The brightly colored covers and shrill titles that screamed, "Buy me, I'll make you tons of money in a week!" are no more. They've been replaced by more muted offerings in pastels and primary colors with titles that sound more college professor than carnival barker.

"Do-it-yourself" financial guides in the Sarbanes-Oxley era are far more sober and mature than those of just a few years ago. Most acknowledge the excesses of the late 1990s and suggest a "to thine own self be true" approach to investing. Authors have lowered their readers' expectations and warn them to know what risk they're willing to take.

For this review, I picked four books from this year's batch, each offering a different sort of advice on where and how to invest your money in today's volatile, regulation-heavy markets. All are available in English-language bookshops across Europe or within one or two days if you order online from the U.K.

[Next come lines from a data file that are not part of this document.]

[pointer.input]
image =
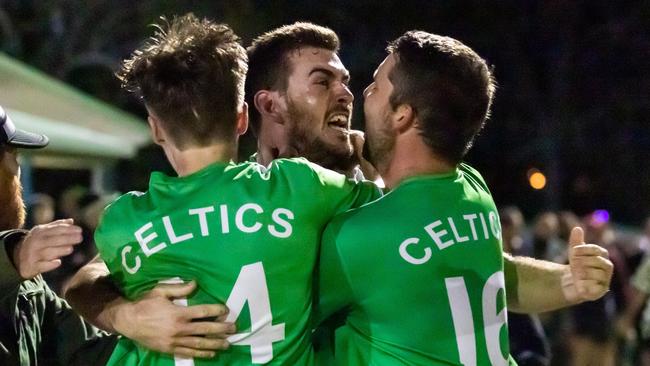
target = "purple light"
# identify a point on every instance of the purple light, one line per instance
(600, 216)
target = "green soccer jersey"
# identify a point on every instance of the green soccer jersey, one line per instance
(247, 234)
(418, 276)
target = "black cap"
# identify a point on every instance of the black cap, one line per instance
(10, 135)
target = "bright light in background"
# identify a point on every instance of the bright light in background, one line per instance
(600, 217)
(536, 179)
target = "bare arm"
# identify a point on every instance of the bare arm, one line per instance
(153, 320)
(535, 286)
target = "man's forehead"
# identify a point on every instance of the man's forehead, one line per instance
(308, 58)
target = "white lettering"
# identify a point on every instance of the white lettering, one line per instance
(409, 258)
(280, 221)
(225, 226)
(436, 236)
(459, 239)
(492, 320)
(239, 218)
(470, 218)
(494, 225)
(172, 235)
(487, 236)
(132, 270)
(144, 241)
(203, 220)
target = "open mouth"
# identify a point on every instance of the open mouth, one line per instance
(339, 121)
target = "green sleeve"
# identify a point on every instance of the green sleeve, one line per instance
(333, 291)
(9, 277)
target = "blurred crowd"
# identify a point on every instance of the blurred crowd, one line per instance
(610, 331)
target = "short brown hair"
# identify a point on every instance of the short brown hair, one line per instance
(191, 73)
(268, 56)
(449, 87)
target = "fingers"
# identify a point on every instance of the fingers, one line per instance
(592, 289)
(581, 263)
(204, 311)
(173, 291)
(220, 330)
(586, 250)
(192, 353)
(201, 343)
(46, 266)
(55, 234)
(598, 274)
(55, 252)
(577, 237)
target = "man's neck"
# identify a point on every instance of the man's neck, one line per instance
(413, 158)
(193, 159)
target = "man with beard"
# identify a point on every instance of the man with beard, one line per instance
(243, 231)
(299, 90)
(36, 326)
(439, 260)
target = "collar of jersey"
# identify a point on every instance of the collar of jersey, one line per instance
(426, 178)
(162, 178)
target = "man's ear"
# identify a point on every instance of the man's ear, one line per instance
(242, 120)
(157, 134)
(403, 118)
(266, 104)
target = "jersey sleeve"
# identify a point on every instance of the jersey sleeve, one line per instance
(474, 177)
(109, 235)
(333, 291)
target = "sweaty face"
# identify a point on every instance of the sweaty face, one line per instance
(318, 108)
(12, 214)
(380, 137)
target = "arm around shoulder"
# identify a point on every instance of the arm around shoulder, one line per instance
(9, 276)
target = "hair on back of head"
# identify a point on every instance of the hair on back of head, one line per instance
(269, 67)
(449, 86)
(191, 74)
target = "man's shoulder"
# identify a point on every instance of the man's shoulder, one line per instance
(473, 175)
(123, 202)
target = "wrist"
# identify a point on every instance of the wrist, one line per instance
(117, 316)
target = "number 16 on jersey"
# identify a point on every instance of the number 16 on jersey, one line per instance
(461, 313)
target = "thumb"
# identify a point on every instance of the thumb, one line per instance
(63, 221)
(174, 290)
(577, 237)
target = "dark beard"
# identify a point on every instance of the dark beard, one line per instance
(339, 158)
(379, 146)
(12, 208)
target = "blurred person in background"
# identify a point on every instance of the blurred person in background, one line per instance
(634, 324)
(286, 83)
(528, 343)
(68, 204)
(546, 242)
(41, 209)
(36, 326)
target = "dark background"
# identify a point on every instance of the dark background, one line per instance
(574, 79)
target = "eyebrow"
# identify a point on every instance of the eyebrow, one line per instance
(329, 73)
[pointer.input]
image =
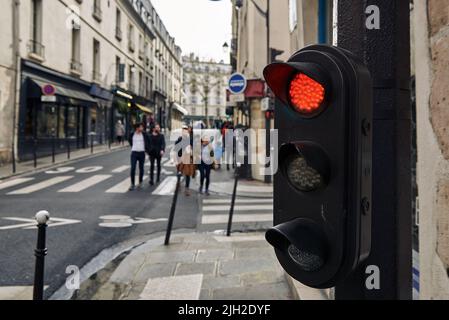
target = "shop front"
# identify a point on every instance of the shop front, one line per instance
(56, 112)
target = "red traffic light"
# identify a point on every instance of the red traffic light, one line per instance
(306, 94)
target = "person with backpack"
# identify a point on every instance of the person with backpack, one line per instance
(156, 152)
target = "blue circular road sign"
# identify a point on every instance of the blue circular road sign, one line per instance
(237, 83)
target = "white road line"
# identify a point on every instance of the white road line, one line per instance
(237, 201)
(123, 186)
(223, 218)
(217, 208)
(85, 184)
(41, 185)
(13, 183)
(167, 187)
(121, 169)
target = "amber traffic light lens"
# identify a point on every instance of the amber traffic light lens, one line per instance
(306, 94)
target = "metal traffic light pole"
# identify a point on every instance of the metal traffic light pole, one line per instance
(386, 51)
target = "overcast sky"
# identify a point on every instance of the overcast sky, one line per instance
(199, 26)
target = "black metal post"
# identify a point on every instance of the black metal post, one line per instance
(173, 210)
(91, 143)
(68, 149)
(35, 152)
(53, 156)
(387, 54)
(234, 195)
(42, 218)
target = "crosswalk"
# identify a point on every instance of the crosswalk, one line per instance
(249, 214)
(79, 181)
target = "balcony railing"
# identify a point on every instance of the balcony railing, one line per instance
(76, 67)
(36, 50)
(118, 34)
(97, 13)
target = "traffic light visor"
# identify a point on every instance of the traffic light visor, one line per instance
(302, 86)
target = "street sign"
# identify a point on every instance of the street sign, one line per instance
(48, 99)
(237, 83)
(235, 98)
(48, 90)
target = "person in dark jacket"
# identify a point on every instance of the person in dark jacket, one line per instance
(139, 142)
(156, 152)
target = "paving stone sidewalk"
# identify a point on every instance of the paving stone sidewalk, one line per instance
(199, 267)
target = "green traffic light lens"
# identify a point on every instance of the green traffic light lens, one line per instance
(302, 176)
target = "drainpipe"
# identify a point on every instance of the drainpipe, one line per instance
(16, 54)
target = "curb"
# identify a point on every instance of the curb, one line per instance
(57, 164)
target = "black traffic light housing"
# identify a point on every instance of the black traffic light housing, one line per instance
(322, 190)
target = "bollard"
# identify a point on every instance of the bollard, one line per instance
(68, 149)
(172, 211)
(234, 195)
(35, 152)
(53, 157)
(92, 144)
(42, 217)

Short-Term Trading in the New Stock Market
By Toni Turner (St. Martin's Press, 356 pages, GBP 24.95)

Three words: Buy this book! Toni Turner is a trader and the best-selling author of two other books on day trading for beginners, and a fan of the exclamation point.

As part of a dialogue with those who have read the author's previous works, this postbubble book proposes to update readers "on the current financial marketplace, the way it works and ways you can profit from it." But it also works well as a stand-alone for those who have never tried to trade for profit before.

Ms. Turner says her intent was to talk to the reader about trading "as though we are good friends, chatting over a cup of coffee." After an overly peppy first couple of chapters -- more like two friends chatting after two double espressos -- her gentle and deft delivery guides you through the jargon and technical aspects of the trading world in a clear way.

You learn everything from how to open an account to how to determine whether you should execute a "moving average leapfrog" or some other trade. Ms. Turner urges readers to look closely at themselves to determine their acceptable levels of risk, to become students of the markets and to develop several "core trades" around which they can earn a living in the markets. She reinforces her points at the end of each chapter, making the book valuable as a reference guide even after you've read it cover-to-cover.

The middle of the book is chock full of specific technical trades, charts and hot tips for day traders that -- momentarily -- made me want to violate the second of my three cardinal investment rules.